CIUDAD DE MÉXICO.— El proyecto del Tren Interurbano México-Toluca, denominado Insurgente por el presidente Andrés Manuel López Obrador, ya tiene un sobrecosto de 200%, de acuerdo con cifras oficiales de la Cartera de Inversión de la Secretaría de Hacienda y aún así no se ha terminado de construir en los ya casi 10 años desde que comenzó el proyecto.

El proyecto tiene actualmente un valor de 116 mil millones de pesos, e inicialmente su Análisis Costo Beneficio, lo situaba en 38 mil millones de pesos.

El proyecto que ayer martes presentó una irregularidad más, al caerse una dovela que era transportada en su viaducto de concreto, debió inaugurarse en abril de 2018 totalmente por la anterior administración de Enrique Peña Nieto.

La obra causó molestias a los vecinos por donde iba a pasar la ruta.

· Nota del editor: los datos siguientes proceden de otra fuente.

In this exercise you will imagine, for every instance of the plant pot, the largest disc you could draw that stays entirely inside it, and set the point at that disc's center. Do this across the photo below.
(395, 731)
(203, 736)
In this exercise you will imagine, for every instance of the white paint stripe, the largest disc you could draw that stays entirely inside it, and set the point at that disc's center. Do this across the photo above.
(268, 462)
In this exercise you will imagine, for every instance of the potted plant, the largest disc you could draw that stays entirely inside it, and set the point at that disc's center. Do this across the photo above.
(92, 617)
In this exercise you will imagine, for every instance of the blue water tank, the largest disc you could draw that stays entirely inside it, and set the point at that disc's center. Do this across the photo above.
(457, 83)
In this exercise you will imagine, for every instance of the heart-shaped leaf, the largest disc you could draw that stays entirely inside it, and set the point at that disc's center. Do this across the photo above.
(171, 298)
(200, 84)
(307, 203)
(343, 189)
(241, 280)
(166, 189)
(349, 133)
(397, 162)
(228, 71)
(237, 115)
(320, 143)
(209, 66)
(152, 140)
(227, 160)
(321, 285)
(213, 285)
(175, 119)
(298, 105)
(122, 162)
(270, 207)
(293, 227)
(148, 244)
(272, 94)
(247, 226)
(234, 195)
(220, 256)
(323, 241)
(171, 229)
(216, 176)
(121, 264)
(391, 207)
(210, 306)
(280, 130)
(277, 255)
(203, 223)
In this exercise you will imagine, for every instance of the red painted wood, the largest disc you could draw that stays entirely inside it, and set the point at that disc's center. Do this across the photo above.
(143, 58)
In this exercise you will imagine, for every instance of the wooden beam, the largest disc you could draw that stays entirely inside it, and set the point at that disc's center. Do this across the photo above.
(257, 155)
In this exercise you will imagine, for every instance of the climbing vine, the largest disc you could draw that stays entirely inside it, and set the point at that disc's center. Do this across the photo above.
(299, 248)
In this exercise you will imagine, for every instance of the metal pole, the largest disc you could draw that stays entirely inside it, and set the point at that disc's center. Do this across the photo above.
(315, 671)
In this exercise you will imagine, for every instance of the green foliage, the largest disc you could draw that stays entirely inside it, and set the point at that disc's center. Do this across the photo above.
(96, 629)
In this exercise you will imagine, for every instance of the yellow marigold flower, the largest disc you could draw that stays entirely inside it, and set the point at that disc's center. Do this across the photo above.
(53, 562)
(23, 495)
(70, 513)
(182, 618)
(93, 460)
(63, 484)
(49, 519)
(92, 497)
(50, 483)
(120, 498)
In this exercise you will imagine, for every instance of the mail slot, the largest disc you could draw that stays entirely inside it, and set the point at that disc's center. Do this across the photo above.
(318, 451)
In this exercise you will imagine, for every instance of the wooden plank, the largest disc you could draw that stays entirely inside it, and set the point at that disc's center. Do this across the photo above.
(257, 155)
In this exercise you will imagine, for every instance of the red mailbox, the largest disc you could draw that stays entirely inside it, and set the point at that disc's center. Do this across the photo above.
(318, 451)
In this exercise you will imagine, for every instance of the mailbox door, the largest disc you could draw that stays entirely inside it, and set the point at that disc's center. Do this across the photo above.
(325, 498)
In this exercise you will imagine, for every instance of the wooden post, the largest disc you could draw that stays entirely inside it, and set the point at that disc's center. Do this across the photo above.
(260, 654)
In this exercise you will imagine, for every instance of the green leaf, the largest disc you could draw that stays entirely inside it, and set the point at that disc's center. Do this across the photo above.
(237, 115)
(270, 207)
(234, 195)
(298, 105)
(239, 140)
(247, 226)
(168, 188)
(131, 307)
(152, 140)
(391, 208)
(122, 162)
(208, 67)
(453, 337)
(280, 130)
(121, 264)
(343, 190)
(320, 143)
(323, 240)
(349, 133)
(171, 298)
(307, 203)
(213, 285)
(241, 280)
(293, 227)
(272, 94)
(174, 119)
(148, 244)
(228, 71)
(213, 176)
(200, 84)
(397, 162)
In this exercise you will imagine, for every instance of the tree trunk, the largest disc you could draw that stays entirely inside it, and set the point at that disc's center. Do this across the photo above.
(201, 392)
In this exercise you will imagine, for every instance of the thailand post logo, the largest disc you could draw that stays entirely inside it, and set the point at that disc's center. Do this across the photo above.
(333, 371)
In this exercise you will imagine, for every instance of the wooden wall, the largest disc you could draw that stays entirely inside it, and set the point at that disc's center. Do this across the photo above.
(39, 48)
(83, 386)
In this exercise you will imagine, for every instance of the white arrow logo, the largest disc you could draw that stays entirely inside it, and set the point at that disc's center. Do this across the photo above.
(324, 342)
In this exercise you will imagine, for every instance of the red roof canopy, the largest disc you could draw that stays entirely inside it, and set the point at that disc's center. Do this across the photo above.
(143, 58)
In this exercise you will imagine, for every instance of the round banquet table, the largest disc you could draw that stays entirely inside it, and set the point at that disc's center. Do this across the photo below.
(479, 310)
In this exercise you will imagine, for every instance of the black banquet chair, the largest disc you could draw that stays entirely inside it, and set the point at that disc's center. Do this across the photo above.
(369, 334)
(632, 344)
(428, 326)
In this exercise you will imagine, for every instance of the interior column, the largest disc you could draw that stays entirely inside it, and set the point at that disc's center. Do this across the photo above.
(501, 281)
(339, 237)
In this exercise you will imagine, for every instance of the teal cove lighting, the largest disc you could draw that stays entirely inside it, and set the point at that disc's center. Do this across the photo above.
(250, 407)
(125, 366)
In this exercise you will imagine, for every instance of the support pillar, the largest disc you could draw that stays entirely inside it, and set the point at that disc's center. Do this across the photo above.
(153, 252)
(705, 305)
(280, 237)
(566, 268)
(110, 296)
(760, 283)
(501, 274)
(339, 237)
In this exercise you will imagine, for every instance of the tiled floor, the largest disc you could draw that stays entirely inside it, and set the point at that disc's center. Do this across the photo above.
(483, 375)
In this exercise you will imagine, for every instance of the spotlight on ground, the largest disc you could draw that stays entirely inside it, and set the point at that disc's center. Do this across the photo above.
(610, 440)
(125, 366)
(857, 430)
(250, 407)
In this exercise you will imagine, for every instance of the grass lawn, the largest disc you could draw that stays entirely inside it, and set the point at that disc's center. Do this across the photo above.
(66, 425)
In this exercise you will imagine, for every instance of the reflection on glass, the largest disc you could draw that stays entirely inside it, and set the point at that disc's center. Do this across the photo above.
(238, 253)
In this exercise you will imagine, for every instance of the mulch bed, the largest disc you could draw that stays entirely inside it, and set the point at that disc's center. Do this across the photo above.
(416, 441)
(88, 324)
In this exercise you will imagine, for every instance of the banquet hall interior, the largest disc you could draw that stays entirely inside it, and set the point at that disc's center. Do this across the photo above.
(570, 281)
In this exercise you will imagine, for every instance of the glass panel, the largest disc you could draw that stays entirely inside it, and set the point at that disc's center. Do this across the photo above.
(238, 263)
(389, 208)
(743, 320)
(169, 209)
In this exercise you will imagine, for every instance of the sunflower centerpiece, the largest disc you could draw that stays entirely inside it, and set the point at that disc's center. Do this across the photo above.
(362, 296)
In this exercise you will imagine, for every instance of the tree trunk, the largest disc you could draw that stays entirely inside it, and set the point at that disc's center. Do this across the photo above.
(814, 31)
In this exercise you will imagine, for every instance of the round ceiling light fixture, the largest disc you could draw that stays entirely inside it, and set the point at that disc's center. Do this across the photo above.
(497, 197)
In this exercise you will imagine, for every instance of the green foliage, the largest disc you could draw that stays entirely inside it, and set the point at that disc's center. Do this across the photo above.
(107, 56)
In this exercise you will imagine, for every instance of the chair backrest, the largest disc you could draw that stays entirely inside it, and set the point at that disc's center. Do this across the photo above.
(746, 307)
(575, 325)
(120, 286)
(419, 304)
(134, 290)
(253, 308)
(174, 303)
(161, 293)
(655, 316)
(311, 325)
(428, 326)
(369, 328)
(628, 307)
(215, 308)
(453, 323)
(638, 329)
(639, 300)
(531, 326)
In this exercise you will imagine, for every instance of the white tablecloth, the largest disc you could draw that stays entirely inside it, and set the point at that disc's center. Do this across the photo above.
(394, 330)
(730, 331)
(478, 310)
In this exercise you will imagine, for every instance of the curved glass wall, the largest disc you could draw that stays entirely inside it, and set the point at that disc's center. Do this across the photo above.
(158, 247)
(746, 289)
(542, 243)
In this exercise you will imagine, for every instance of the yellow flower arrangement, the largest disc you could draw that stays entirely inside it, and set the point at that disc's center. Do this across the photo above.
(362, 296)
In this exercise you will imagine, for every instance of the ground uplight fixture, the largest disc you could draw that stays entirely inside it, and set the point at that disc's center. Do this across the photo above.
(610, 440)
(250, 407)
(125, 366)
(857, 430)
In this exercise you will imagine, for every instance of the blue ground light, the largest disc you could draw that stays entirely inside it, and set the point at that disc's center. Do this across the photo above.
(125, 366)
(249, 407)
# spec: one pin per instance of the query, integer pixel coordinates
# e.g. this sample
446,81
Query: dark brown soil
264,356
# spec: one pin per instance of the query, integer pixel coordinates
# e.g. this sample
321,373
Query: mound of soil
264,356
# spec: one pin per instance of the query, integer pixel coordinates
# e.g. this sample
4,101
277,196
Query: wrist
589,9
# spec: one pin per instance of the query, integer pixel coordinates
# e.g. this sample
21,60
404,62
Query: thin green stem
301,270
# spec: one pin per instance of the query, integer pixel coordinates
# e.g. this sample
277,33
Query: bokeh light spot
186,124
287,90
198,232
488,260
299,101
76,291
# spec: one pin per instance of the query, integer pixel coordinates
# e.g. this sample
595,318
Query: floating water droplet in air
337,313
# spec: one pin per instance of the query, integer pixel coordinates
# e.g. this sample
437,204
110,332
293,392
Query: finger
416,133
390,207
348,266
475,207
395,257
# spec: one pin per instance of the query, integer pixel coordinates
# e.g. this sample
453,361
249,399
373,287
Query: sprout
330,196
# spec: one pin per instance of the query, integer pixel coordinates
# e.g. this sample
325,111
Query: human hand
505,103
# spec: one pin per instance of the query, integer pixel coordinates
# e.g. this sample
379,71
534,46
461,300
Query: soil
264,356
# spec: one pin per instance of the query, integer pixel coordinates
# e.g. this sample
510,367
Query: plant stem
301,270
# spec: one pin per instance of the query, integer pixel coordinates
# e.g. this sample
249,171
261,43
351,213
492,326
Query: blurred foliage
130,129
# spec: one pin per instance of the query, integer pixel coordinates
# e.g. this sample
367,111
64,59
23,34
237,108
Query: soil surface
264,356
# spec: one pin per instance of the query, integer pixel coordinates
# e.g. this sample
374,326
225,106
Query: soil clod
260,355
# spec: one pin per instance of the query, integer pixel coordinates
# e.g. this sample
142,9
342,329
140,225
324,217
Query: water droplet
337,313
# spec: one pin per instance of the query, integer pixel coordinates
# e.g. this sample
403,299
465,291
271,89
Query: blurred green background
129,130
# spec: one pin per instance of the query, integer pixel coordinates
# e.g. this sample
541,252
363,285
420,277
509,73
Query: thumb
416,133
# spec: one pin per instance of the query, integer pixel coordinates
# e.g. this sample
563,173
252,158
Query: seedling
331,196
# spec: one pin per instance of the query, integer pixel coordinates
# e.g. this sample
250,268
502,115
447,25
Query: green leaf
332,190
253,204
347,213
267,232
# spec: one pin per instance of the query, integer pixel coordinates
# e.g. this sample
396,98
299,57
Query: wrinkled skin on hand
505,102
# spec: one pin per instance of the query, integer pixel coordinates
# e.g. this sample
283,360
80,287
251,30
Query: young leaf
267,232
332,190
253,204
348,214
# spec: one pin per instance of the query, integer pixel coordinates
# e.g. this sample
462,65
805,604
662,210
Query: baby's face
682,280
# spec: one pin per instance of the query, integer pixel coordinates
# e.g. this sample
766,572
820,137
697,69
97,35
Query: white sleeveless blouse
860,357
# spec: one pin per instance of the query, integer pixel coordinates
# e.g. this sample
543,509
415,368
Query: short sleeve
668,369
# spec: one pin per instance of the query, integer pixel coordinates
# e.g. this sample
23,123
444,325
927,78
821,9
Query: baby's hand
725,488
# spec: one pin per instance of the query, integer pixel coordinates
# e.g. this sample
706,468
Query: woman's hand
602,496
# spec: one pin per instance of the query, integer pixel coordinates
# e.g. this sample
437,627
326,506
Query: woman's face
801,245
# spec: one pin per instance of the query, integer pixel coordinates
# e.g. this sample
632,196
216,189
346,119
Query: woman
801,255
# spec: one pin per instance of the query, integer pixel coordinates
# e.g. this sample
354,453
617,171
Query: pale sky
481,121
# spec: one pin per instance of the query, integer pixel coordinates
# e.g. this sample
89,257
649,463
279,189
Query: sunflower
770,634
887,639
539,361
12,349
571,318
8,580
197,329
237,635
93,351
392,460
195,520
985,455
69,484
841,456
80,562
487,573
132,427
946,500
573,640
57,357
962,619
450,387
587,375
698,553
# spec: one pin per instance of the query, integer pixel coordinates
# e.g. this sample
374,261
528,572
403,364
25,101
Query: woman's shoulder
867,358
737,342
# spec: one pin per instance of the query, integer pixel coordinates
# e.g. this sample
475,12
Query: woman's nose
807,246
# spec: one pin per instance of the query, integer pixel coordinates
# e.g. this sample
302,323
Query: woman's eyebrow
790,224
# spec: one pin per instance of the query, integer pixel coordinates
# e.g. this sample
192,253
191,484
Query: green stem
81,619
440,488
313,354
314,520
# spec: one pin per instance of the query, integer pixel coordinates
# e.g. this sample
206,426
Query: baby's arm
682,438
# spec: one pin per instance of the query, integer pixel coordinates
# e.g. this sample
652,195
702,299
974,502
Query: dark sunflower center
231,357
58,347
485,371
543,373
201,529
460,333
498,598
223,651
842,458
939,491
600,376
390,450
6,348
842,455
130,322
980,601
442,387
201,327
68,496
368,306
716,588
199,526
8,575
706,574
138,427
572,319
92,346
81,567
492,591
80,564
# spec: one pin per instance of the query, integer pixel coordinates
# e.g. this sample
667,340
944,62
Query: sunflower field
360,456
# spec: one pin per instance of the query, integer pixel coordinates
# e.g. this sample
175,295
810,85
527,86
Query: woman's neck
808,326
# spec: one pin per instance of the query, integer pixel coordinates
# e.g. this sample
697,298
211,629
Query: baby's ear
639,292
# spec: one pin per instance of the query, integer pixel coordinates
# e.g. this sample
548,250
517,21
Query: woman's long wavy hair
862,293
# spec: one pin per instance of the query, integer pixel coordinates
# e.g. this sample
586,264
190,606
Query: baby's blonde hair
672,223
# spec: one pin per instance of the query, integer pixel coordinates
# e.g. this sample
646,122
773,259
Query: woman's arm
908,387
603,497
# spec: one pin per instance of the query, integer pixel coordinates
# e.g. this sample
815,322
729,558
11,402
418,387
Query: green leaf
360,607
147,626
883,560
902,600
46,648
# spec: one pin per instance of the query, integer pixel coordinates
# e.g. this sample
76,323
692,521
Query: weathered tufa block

Las obras están plagadas de ajustes, estudios y obras adicionales, lo que hizo que se retrasara y que su costo se elevara 200%.

Continuar con esta obra fue decisión totalmente del presidente Andrés Manuel López Obrador, luego de que una vez que había ganado las elecciones en 2018, decidió seguir con los trabajos pese a las inconformidades y procesos judiciales que afrontaba el plan.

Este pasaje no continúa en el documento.